Growing up he was surrounded by politics his entire life. His mother was a public school teacher and the cousin of Bella Abzug, a trailblazer for women in city politics. As a kid, Stringer would often tag along to political meetings, his mom was on her own charting out her own political path.
   
Now, as Stringer seeks the city's highest office, Arlene, who was never shy to give her own political advice isn't here to see it. It's a compounded loss for him. Like so many other New Yorkers, Stringer is still trying to figure out how to mourn all that's been lost in the past year.  
 
"The doctors pretty much told me she wasn't going to make it and it was a matter of time, she couldn't fight the COVID given her preexisting conditions," Stringer said. "So on some level we braced, but the truth is when it's final it doesn't matter how much you brace."
 
When Stringer was a young man when his mother re-married Carlos Cuevas, a Puerto Rican man who told Stringer he had no intention of being his father. Instead Stringer said the two forged a close bond that remains to this day.
 
"When Carlos came into her life, it was truly amazing, I had this new guy in my life, I had two step brothers. Carlos made it easy," Stringer said.
 
Stringer has a step brother, nephews and nieces and an extended blended family he says is emblematic of the New York experience. Following Arlene's passing, the family has been stepping up to help him campaign. Earlier this month they helped launch "Latinos for Stringer" -- highlighting Stringer's connection to that side of the family and stressing that he is in touch with the needs of Latino New Yorkers.
 
Carlos Augusto Cuevas, Stringer's nephew said the family usually gathers for Thanksgiving, were conversations are much like any other family in New York, except Stringer, is always looking to discuss politics.

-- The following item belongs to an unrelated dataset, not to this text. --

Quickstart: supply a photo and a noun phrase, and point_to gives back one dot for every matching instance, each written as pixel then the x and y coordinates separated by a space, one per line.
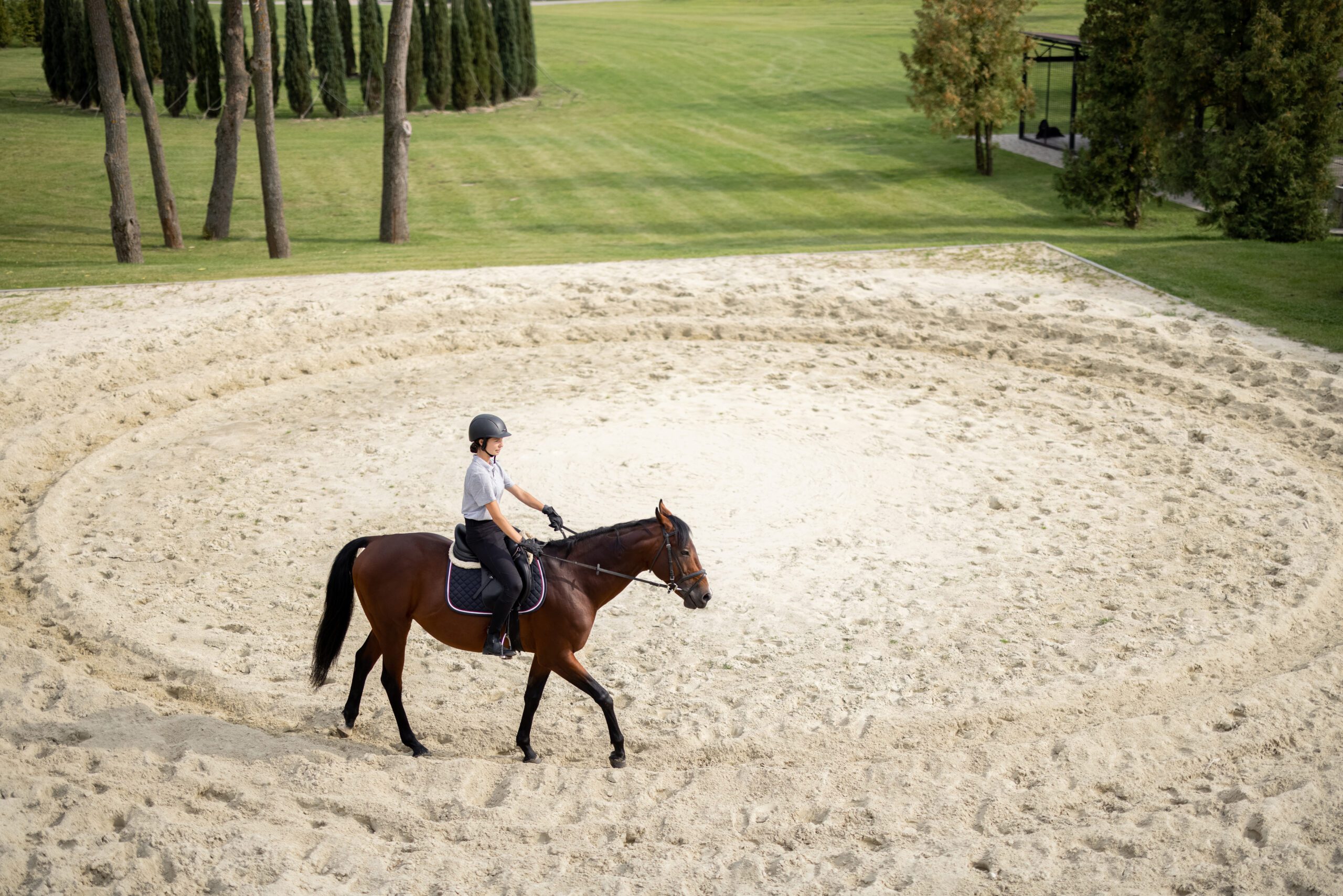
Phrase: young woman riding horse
pixel 402 579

"There is not a blood relation but there is a life and love relation," Cuevas said. "We are a family, not only has he dealt with Puerto Rican and Latino issues, but also immigrant and first generation."
 
As Stringer campaigns for mayor, the loss of his mother has been front and center. He believes that lived experience will give him added credibility and skill for a job he has been eyeing for years.  
   
"I am hellbent on making sure this recovery is going to matter, whether I am mayor, or whether i have 10 months as comptroller," Stringer said. "Everyday I get up and I say I have to do something, and that is in the name of all the people we lost and all the people who are still suffering in this city."